Аспирантура заканчивалась. Разумеется, хотелось остаться в ИМЛИ, и Эльсберг старался мне помочь. Нарастающий интерес к романтизму, ослабление позиций реализма и развернувшаяся в литературо­ведении борьба за "открытую эстетическую систему" способствовали тому, что неожиданная страсть к ро­мантическому мировосприятию в мировой литерату­ре проснулась даже в таком борце за социалистиче­ский реализм, как А. И. Овчаренко. Забавно, что наши с Овчаренко вкусы сошлись на Александре Грине, хо­тя мотивации тут, я думаю, были совершенно разные. Эльсберг сообщил мне, что Овчаренко понравилась моя "новомирская" рецензия на выход гриновского шеститомника. Приближалась международная имлийская конференция "Октябрь и мировая литерату­ра"" в честь пятидесятилетия Октября, и Овчаренко готовился поразить научное собщество теоретически докладом во славу романтизма (который на сей раз и не только в его интерпретации, не противоречил, но во многом и способствовал появлению нового за­мечательного метода советской литературы). Грин удобно располагался в вытащенном Овчаренко из забвения романтическом именослове.

В преддверии конференции в институт поступило огромное количество докладов и сообщений из-за рубежа, плохо переведенных, никем не отредактированных, не подготовленных для издания. Кто-то должен был придать им удобоваримый вид. Эльсберг сообщил Сучкову, что нам крупно повезло, поскольку такой человек в ИМЛИ есть: он (то бишь я ) — профессиональный редактор, только что закончил аспирантуру и в данный момент простаивает без работы. Так началось мое достаточно плотное общение с Сучковым.

Попал на мой редакторский стол и доклад Овча­ренко. То, что в группе полного собрания сочинений Горького, которую возглавлял Овчаренко, была в это время свободная ставка, никакого отношения к пере­численным обстоятельствам не имело, но Эльсберг сопряг их воедино и отправил меня к Овчаренко на собеседование.
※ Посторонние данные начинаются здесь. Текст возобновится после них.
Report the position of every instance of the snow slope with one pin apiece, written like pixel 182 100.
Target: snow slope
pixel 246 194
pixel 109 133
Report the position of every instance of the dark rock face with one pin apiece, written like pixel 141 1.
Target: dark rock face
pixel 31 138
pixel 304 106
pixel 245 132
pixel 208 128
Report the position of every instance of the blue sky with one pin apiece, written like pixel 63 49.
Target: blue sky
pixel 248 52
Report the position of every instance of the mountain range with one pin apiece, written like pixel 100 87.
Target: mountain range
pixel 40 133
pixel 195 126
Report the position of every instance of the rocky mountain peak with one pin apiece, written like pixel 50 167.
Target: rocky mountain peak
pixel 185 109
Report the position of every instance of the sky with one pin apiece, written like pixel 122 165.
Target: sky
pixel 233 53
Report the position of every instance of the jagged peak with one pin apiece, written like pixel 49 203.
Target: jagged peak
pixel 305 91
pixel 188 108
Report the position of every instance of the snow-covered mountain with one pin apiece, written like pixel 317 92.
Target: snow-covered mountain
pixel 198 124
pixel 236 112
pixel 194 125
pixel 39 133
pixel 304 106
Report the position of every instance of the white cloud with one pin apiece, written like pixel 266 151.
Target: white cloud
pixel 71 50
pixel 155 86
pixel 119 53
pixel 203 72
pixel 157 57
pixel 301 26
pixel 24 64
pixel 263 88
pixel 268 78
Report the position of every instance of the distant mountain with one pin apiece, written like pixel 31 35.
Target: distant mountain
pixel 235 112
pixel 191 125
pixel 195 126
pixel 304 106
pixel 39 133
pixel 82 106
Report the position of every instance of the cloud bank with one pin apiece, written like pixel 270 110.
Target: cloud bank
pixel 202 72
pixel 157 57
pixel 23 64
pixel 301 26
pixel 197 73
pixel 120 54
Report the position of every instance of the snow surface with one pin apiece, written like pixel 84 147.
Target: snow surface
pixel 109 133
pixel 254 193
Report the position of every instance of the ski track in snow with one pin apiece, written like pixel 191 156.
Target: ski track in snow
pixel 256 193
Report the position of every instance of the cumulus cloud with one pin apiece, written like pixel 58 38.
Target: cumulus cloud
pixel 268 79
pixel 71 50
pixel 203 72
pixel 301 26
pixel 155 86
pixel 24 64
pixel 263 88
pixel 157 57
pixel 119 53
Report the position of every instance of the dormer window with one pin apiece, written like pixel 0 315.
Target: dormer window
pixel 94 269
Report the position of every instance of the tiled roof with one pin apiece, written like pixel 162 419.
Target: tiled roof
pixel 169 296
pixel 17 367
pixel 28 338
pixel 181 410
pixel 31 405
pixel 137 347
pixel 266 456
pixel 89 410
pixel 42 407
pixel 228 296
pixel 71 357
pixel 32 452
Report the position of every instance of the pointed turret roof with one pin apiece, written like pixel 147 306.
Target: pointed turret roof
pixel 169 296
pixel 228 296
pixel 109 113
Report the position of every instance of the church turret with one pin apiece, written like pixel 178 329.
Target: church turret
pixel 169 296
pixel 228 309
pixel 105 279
Разговор произвел на меня крайне неприятное впечатление. Происходил он в полутем­ной комнате отдела рукописей, при свете настоль­ной лампы, которую Овчаренко направил прямо мне в лицо. Тоном сухого и всезнающего следователя он задавал мне один за другим проверочные вопросы какого-то странного свойства — относительно шко­лы, в которой я учился во Фрунзе, ее адреса и как на­зывалась эта улица до такого-то съезда партии, а как потом, и т. п.

Продемонстрированное им знание фрунзенских реалий навело меня на мысль, что мы — земляки, и я, чтобы хоть как-то "утеплить" разговор, с улыбкой спросил его об этом, но он решительно отверг доверительный тон. Он лишь подтвердил, что жил во Фрунзе, но допускать в свое прошлое не хотел — что-то там, возможно, было ему неприятным. Соз­давалось впечатление, что его совершенно не инте­ресует круг моих научных интересов и мои планы, но больше всего он хочет схватить меня за руку и ули­чить в какой-то мелкой лжи. По ходу разговора мы оба уже с трудом скрывали раздражение, и, заканчивая, он неприязненно сообщил мне, что работать в собра­нии сочинений — это совсем не то, что бить баклуши и печататься в разных журнальчиках.

Перейти на страницу:

Похожие книги

100 мифов о Берии. Вдохновитель репрессий или талантливый организатор? 1917-1941
100 мифов о Берии. Вдохновитель репрессий или талантливый организатор? 1917-1941

Само имя — БЕРИЯ — до сих пор воспринимается в общественном сознании России как особый символ-синоним жестокого, кровавого монстра, только и способного что на самые злодейские преступления. Все убеждены в том, что это был только кровавый палач и злобный интриган, нанесший колоссальный ущерб СССР. Но так ли это? Насколько обоснованна такая, фактически монопольно господствующая в общественном сознании точка зрения? Как сложился столь негативный образ человека, который всю свою сознательную жизнь посвятил созданию и укреплению СССР, результатами деятельности которого Россия пользуется до сих пор?Ответы на эти и многие другие вопросы, связанные с жизнью и деятельностью Лаврентия Павловича Берии, читатели найдут в состоящем из двух книг новом проекте известного историка Арсена Мартиросяна — «100 мифов о Берии».В первой книге охватывается период жизни и деятельности Л.П. Берии с 1917 по 1941 год, во второй книге «От славы к проклятиям» — с 22 июня 1941 года по 26 июня 1953 года.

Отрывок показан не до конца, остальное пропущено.